Page 1 of 1

Dramatically Lower Points

Posted: Mon Feb 22, 2021 7:56 pm
by oliverjdent
I have been averaging around one million points per day until 2/19/21. Even with the same number of CPUs and GPUs working, the number of points went down to 500,000 points bottoming out at 270,362 points on 2/20/21.

https://folding.extremeoverclocking.com ... =&u=186507

I have been folding since June 2006. This is the first time the number of points my machines have generated has dropped off so dramatically without either a hardware failure or a FAH client failure.

If anyone can explain why my points have dropped by so much I would appreciate the assistance.

If there is something I need to do to bring my points back up to the levels I have expected please let me know.

Thank you.

Oliver.

Re: Dramatically Lower Points

Posted: Mon Feb 22, 2021 11:15 pm
by JimboPalmer
I am (rarely) getting a WU that refuses to upload, I think at least one server has no disk space. It tries multiple servers and ports and eventually is uploaded.

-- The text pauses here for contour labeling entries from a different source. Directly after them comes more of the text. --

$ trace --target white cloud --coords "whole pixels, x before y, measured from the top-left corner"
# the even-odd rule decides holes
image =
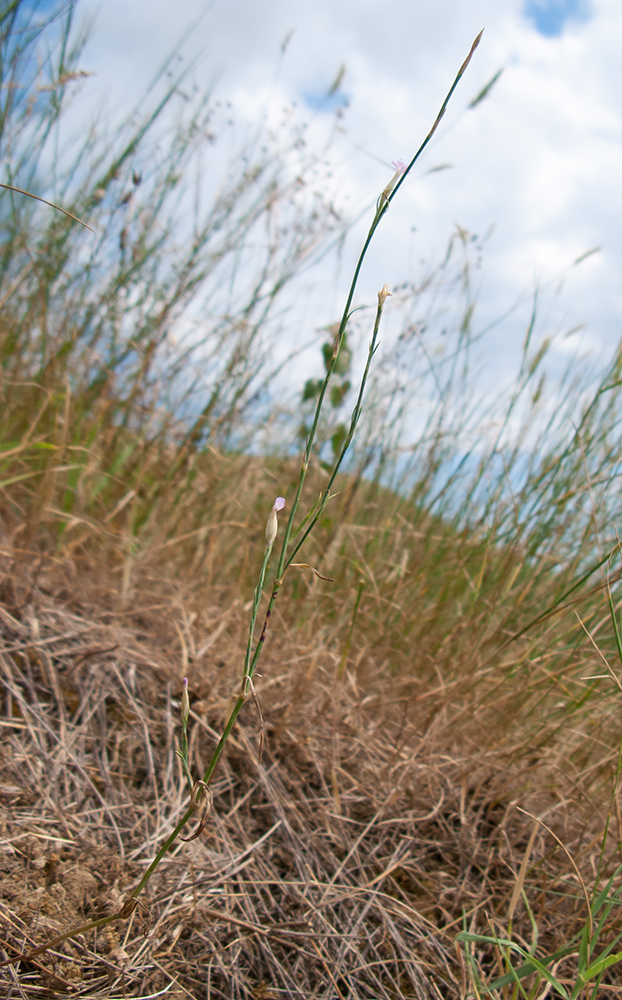
[[[110,92],[111,108],[134,103],[144,91],[181,34],[180,10],[186,23],[205,11],[198,0],[82,0],[81,8],[98,11],[83,61],[97,71],[99,92]],[[345,63],[342,87],[350,108],[347,134],[334,148],[334,183],[349,195],[354,213],[373,202],[390,176],[390,161],[412,155],[482,27],[482,43],[446,121],[386,219],[363,278],[365,293],[408,277],[418,258],[442,253],[455,223],[478,233],[494,225],[481,322],[521,295],[525,310],[491,334],[489,363],[507,364],[515,353],[535,281],[548,287],[568,268],[549,322],[585,322],[575,339],[611,350],[622,306],[618,0],[594,2],[589,19],[567,21],[558,37],[539,34],[520,0],[215,0],[186,52],[199,60],[197,78],[217,80],[219,95],[232,100],[236,120],[262,114],[276,120],[285,104],[297,101],[310,122],[311,143],[324,134],[325,116],[305,107],[304,95],[327,90]],[[281,59],[281,43],[292,30]],[[500,67],[490,95],[466,110]],[[428,173],[441,163],[452,169]],[[596,245],[602,247],[597,257],[571,268]],[[327,313],[335,300],[336,294]]]

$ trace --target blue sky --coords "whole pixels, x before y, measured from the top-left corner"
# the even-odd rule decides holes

I am hearing that others, with different workloads and resources, have even more upload failures in their logs. Some are still not uploaded once they pass the deadlines.

I would think that would be in your log.

Re: Dramatically Lower Points

Posted: Mon Feb 22, 2021 11:18 pm
by Neil-B
Eoc wasnt showing a big reduction in wu throughput .. might be useful to check if there has been a shift in project your kit has been folding .. also check to see if gpus are using cuda not opencl if nvidia ones

Re: Dramatically Lower Points

Posted: Tue Feb 23, 2021 2:40 am
by v00d00
Admittedly their have been a few workunits knocking about that give less PPD than average. I've noticed it and others on beta have and comments have been made. I dont think those workunits were ever adjusted (asuming they needed to be). Can't remeber which Projects they were from, but I had a diabetes projects from the High Priority workunits that finished in about 40 mins on a RTX 2080 and they gave less PPD than doing most other workunits. Not that I care per se, they get done all the same regardless of points. But obviously other people do.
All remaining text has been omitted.